DevEval：与现实世界代码库对齐的手动注释代码生成基准测试

DevEval: A Manually-Annotated Code Generation Benchmark Aligned with Real-World Code Repositories

May 30, 2024

作者: Jia Li, Ge Li, Yunfei Zhao, Yongmin Li, Huanyu Liu, Hao Zhu, Lecheng Wang, Kaibo Liu, Zheng Fang, Lanshen Wang, Jiazheng Ding, Xuanming Zhang, Yuqi Zhu, Yihong Dong, Zhi Jin, Binhua Li, Fei Huang, Yongbin Li

cs.AI

摘要

评估大型语言模型（LLMs）的编码能力仍然是一个悬而未决的问题。我们发现现有的基准测试与真实世界的代码存储库存在严重不对齐，并且不足以评估LLMs的编码能力。为了填补这一知识空白，我们提出了一个名为DevEval的新基准测试，具有三个创新点。 (1) DevEval在多个维度上与真实世界的存储库保持一致，例如代码分布和依赖分布。(2) DevEval由13位开发人员进行了注释，并包含全面的注释（例如需求、原始存储库、参考代码和参考依赖项）。 (3) DevEval包括来自117个存储库的1,874个测试样本，涵盖10个流行领域（例如互联网、数据库）。基于DevEval，我们提出了存储库级别的代码生成，并在DevEval上评估了8个流行的LLMs（例如gpt-4、gpt-3.5、StarCoder 2、DeepSeek Coder、CodeLLaMa）。我们的实验揭示了这些LLMs在真实代码存储库中的编码能力。例如，在我们的实验中，gpt-4-turbo的最高Pass@1仅为53.04%。我们还分析了LLMs的失败案例并总结了它们的不足之处。我们希望DevEval能促进LLMs在真实代码存储库中的发展。DevEval、提示和LLMs的预测已经发布。

English

How to evaluate the coding abilities of Large Language Models (LLMs) remains an open question. We find that existing benchmarks are poorly aligned with real-world code repositories and are insufficient to evaluate the coding abilities of LLMs. To address the knowledge gap, we propose a new benchmark named DevEval, which has three advances. (1) DevEval aligns with real-world repositories in multiple dimensions, e.g., code distributions and dependency distributions. (2) DevEval is annotated by 13 developers and contains comprehensive annotations (e.g., requirements, original repositories, reference code, and reference dependencies). (3) DevEval comprises 1,874 testing samples from 117 repositories, covering 10 popular domains (e.g., Internet, Database).
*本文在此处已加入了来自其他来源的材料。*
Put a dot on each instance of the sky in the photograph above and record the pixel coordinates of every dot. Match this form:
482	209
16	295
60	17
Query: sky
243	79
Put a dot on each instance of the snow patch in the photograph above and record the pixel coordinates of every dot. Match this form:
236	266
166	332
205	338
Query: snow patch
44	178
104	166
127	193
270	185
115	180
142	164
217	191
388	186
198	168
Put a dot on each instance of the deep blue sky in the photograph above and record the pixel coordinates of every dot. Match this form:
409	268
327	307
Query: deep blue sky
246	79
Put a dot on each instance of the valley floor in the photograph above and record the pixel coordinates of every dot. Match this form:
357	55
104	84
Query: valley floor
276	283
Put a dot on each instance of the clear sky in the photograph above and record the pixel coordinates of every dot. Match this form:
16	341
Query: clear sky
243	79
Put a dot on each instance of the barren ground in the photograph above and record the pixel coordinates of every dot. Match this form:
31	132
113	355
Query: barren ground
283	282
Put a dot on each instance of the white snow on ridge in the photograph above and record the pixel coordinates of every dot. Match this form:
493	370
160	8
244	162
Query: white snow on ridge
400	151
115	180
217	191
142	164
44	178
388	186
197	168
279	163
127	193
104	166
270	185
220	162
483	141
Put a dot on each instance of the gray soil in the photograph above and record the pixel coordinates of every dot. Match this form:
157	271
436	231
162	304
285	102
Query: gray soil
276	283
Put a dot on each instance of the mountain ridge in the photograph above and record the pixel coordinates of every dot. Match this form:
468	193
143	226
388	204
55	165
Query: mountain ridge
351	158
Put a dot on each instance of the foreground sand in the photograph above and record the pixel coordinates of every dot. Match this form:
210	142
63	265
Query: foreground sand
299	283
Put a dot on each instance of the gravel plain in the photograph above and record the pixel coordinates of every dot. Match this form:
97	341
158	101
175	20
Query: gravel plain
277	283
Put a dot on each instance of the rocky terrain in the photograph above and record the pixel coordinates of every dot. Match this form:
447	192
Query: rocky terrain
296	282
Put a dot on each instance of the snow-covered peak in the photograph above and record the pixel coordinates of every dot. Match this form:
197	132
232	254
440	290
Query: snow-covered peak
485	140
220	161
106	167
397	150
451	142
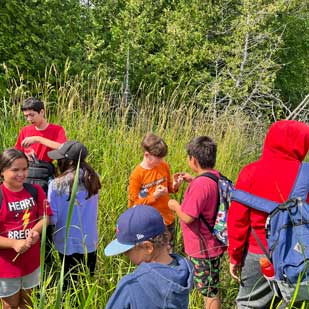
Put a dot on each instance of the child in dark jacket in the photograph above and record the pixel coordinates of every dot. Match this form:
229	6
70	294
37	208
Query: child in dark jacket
161	280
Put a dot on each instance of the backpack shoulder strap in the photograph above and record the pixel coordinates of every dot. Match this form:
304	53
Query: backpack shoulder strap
29	187
210	175
32	190
300	189
301	185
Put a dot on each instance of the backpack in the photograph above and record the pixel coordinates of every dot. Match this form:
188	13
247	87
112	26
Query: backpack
287	232
29	187
225	189
40	172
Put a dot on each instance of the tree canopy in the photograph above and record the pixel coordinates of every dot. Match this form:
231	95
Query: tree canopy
225	53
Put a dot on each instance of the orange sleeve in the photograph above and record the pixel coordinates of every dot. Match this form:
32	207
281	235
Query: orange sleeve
134	189
169	180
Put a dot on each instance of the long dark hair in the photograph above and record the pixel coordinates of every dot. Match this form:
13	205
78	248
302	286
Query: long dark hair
7	157
90	178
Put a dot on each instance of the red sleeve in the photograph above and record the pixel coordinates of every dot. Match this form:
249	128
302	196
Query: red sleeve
238	223
61	137
19	140
43	205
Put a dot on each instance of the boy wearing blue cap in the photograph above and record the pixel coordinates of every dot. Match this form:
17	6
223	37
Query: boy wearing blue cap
161	280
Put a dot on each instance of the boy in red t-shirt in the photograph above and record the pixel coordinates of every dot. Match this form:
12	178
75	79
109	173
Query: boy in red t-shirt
39	137
201	198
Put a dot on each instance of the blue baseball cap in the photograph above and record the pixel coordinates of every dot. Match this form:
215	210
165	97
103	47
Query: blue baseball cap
135	225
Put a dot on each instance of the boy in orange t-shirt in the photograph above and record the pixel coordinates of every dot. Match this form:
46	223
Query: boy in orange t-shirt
151	182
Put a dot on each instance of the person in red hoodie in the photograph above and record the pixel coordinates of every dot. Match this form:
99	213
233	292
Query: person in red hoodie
271	177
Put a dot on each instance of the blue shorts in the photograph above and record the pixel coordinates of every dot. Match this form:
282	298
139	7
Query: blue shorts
11	286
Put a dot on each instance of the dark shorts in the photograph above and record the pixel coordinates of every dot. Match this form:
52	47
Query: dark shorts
206	275
171	229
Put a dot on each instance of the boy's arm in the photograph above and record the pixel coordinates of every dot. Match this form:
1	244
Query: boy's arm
55	143
28	141
175	206
134	189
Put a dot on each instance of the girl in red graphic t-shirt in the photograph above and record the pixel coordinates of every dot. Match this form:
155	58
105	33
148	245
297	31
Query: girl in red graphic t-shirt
21	223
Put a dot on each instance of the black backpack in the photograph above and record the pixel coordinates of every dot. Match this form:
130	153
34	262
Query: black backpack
29	187
40	172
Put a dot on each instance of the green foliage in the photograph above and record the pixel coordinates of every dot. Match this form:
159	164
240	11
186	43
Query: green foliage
219	53
36	34
293	78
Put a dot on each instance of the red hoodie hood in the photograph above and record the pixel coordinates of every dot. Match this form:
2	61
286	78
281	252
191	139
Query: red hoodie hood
287	139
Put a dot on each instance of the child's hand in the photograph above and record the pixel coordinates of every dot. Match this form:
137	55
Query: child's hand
177	180
21	245
33	237
187	177
172	204
160	190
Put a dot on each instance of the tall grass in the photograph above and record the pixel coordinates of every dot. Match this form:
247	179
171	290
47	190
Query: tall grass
112	132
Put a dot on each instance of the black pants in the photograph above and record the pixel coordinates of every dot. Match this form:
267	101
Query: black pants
76	263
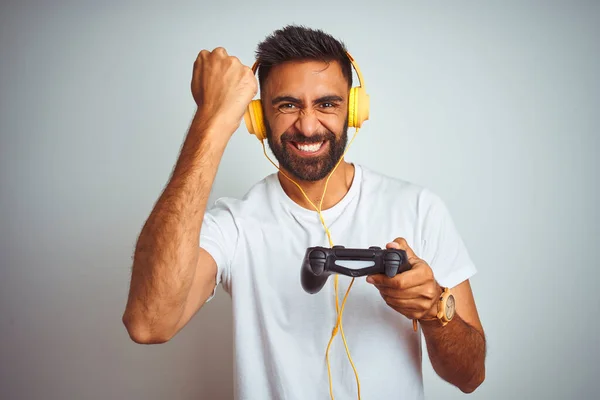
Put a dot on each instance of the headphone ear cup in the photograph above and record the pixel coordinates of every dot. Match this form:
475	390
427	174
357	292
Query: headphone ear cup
253	117
358	107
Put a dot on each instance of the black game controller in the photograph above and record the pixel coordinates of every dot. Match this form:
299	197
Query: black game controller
320	262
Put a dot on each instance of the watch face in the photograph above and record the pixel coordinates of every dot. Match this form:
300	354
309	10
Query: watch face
450	307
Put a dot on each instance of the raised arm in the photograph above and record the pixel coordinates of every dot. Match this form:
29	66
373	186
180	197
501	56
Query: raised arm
172	276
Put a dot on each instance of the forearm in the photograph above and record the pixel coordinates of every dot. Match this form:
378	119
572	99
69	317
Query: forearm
166	254
457	352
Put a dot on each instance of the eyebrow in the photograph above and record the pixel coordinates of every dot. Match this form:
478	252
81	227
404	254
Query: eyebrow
294	100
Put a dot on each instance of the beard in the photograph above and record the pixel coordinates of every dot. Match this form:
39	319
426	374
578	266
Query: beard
308	169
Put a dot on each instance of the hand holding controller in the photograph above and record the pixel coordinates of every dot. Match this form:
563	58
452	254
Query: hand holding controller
320	262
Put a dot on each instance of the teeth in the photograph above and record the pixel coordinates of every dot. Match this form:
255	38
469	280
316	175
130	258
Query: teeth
310	148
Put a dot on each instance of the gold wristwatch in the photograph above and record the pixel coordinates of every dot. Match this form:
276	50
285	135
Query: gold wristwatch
446	307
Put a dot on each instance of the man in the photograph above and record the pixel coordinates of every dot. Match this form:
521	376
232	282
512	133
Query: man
254	246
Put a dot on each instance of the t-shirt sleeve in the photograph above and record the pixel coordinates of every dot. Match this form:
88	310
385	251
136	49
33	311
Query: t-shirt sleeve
219	236
443	247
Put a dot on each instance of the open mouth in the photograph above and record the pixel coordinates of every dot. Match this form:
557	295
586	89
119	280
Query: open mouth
309	148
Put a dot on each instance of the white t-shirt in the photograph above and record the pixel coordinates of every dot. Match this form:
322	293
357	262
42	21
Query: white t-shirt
281	332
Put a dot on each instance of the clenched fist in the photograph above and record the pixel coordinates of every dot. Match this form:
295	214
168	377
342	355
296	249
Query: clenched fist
222	88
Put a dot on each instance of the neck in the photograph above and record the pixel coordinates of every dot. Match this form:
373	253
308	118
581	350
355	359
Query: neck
338	185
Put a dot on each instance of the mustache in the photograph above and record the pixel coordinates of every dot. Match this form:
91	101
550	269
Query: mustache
301	139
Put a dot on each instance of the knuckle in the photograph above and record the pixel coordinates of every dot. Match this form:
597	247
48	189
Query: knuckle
431	293
401	241
202	55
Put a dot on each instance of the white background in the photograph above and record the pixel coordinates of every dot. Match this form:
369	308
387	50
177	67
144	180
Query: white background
493	105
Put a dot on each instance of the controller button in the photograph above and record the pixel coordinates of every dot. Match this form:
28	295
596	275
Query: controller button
392	256
317	254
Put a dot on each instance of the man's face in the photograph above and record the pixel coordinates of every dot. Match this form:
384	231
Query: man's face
306	110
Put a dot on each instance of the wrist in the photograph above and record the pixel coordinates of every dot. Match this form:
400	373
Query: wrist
432	314
216	127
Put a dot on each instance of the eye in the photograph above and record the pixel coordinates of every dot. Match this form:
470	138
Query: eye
287	107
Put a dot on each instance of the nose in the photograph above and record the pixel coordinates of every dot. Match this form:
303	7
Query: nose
307	123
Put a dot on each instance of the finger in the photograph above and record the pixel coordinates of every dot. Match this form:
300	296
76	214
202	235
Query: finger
220	51
418	275
414	309
424	292
401	244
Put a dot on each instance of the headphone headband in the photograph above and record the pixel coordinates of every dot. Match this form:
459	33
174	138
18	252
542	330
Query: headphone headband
352	61
358	106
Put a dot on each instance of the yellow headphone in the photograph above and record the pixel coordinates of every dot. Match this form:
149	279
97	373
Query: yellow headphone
358	107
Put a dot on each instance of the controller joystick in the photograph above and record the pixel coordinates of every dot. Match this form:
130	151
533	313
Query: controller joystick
320	262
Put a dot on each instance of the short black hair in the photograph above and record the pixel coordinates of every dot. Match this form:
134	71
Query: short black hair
299	43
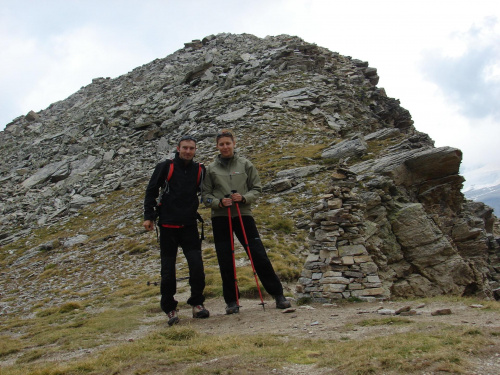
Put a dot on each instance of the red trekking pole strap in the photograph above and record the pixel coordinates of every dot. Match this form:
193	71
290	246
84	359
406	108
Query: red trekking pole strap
232	252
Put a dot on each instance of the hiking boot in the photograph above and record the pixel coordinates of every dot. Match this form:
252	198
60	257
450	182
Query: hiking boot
173	318
200	312
282	302
232	308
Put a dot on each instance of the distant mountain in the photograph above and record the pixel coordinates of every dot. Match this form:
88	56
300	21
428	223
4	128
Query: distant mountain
488	195
344	171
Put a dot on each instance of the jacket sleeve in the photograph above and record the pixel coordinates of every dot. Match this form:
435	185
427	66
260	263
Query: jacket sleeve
253	183
207	191
153	189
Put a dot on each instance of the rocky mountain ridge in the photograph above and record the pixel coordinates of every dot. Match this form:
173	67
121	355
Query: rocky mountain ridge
390	221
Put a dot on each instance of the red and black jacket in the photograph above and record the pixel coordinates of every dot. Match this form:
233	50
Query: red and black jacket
179	203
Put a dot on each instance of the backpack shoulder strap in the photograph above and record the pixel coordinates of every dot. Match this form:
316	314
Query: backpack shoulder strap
170	170
200	174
Based on DevEval, we propose repository-level code generation and evaluate 8 popular LLMs on DevEval (e.g., gpt-4, gpt-3.5, StarCoder 2, DeepSeek Coder, CodeLLaMa). Our experiments reveal these LLMs' coding abilities in real-world code repositories. For example, in our experiments, the highest Pass@1 of gpt-4-turbo is only 53.04%. We also analyze LLMs' failed cases and summarize their shortcomings. We hope DevEval can facilitate the development of LLMs in real code repositories. DevEval, prompts, and LLMs' predictions have been released.